Dalam kebijakan tersebut nampak sekali bahwa para penguasa negeri ini lebih pro kepada pengusaha besar.
Perubahan tersebut adalah keniscayaan dalam sistem ekonomi kapitalisme, karena salah satu sifat sistem ini adalah memudahkan para pemilik modal besar (pengusaha besar) untuk menguasai pasar dari bahan baku hingga bahan jadi. Sistem ini juga meniscayakan adanya liberalisasi (migas) dengan memberi jalan bagi korporasi mengelola SDA yang sejatinya milik rakyat. Lagi-lagi rakyat menjadi korban. Para pedagang bermodal kecil harus kembali pasrah atas tindakan sewenang-wenang yang dilakukan pemerintah negeri.
Padahal sejatinya, negara tidak boleh menyerahkan pengelolaan migas ini pada perorangan/perusahaan. Karena dalam Islam, sumber daya alam (SDA) merupakan kepemilikan umum.
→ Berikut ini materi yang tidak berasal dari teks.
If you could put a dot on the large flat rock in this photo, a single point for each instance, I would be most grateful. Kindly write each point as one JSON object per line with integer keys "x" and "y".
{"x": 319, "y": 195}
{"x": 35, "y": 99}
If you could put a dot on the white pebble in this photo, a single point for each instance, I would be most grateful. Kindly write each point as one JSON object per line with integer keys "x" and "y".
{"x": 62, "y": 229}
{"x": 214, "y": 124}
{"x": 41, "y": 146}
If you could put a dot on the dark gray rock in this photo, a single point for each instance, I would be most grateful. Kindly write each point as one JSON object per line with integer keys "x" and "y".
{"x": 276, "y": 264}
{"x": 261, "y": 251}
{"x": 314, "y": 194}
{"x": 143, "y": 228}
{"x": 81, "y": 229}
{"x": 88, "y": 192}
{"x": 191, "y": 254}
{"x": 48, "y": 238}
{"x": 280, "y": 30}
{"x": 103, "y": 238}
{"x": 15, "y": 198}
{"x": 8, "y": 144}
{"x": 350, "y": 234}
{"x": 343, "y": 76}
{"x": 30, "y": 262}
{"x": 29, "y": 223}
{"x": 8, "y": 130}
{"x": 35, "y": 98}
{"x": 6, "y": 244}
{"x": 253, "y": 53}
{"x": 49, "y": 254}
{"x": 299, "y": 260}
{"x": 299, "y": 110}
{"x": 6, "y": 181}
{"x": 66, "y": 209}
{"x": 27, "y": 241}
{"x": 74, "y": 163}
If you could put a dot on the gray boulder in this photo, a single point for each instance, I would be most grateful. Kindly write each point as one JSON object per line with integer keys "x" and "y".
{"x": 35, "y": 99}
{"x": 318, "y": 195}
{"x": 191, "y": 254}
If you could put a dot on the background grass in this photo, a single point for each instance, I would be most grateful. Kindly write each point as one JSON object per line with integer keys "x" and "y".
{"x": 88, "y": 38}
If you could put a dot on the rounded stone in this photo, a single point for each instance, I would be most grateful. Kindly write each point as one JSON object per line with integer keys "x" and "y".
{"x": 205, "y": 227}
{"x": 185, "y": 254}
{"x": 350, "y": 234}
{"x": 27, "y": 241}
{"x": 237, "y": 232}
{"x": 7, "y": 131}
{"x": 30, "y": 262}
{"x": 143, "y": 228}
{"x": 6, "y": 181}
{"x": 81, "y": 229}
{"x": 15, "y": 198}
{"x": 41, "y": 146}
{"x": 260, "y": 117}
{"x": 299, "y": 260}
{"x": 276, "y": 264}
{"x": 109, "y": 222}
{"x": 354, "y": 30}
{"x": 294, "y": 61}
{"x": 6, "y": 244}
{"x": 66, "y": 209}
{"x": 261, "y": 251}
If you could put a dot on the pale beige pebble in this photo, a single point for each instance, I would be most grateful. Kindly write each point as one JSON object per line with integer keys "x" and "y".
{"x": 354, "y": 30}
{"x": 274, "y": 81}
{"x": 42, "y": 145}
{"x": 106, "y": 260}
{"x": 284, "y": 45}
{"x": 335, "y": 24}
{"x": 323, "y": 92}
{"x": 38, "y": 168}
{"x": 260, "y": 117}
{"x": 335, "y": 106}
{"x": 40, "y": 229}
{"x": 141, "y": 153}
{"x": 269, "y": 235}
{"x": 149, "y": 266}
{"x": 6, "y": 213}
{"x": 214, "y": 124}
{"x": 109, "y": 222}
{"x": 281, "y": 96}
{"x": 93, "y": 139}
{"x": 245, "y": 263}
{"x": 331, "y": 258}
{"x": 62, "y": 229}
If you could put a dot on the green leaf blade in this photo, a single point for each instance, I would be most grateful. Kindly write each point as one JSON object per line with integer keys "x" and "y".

Hal ini berdasarkan sabda Rasulullah Saw :
اَلْمُسْلِمُوْنَ شُرَكَاءُ في ثلَاَثٍ فِي الْكَلَإِ وَالْماَءِ وَالنَّارِ
“Kaum muslim berserikat dalam tiga perkara yaitu padang rumput, air, dan api.” (HR Abu Dawud dan Ahmad)
Hadis ini diriwayatkan oleh Imam Abu Dawud dan Imam Ahmad dari jalur Hiban bin Zaid asy-Syar’abi Abu Khidasy, dari seorang laki-laki sahabat Nabi saw.
Namun dalam sistem kapitalisme seperti sekarang ini, segala macam SDA diperbolehkan untuk diprivatisasi. Sehingga rakyat berperan sebagai konsumen. Dalam memenuhi kebutuhan hidupnya, rakyat dibiarkan mencari sendiri. Mengapa demikian, karena peran negara kapitalis hanayalah regulator. Pemberian subsidi bagi rakyat dianggap membebani APBN. Sehingga sedikit demi sedikit, subsidi ditiadakan. Padahal rakyat sudah dipalaki berbagai macam jenis pungutan pajak, masih juga dipersulit dalam pemenuhan kebutuhan hidupnya.
Maka jelas, sistem batil ini tidak akan pernah menyejahterakan rakyat.
Islam menetapkan migas termasuk dalam kepemilikan umum, dan mewajibkan negara untuk mengelola sumber daya tersebut untuk kepentingan rakyat, sesuai dengan fungsi negara sebagai raa’in. Jadi, hasil pengelolaannya wajib dikembalikan kepada rakyat, untuk pemenuhan kebutuhan rakyat, semisal di bidang kesehatan dan pendidikan, serta untuk membangun berbagai fasilitas umum yang diperlukan oleh rakyat. Penguasa, dalam hal ini wajib memudahkan rakyat mengakses berbagai kebutuhannya akan layanan publik, fasilitas umum dan sumber daya alam yang merupakan hajat publik, termasuk migas. Sehingga rakyat dapat hidup sejahtera dan mudah mengakses segala kebutuhan hidupnya.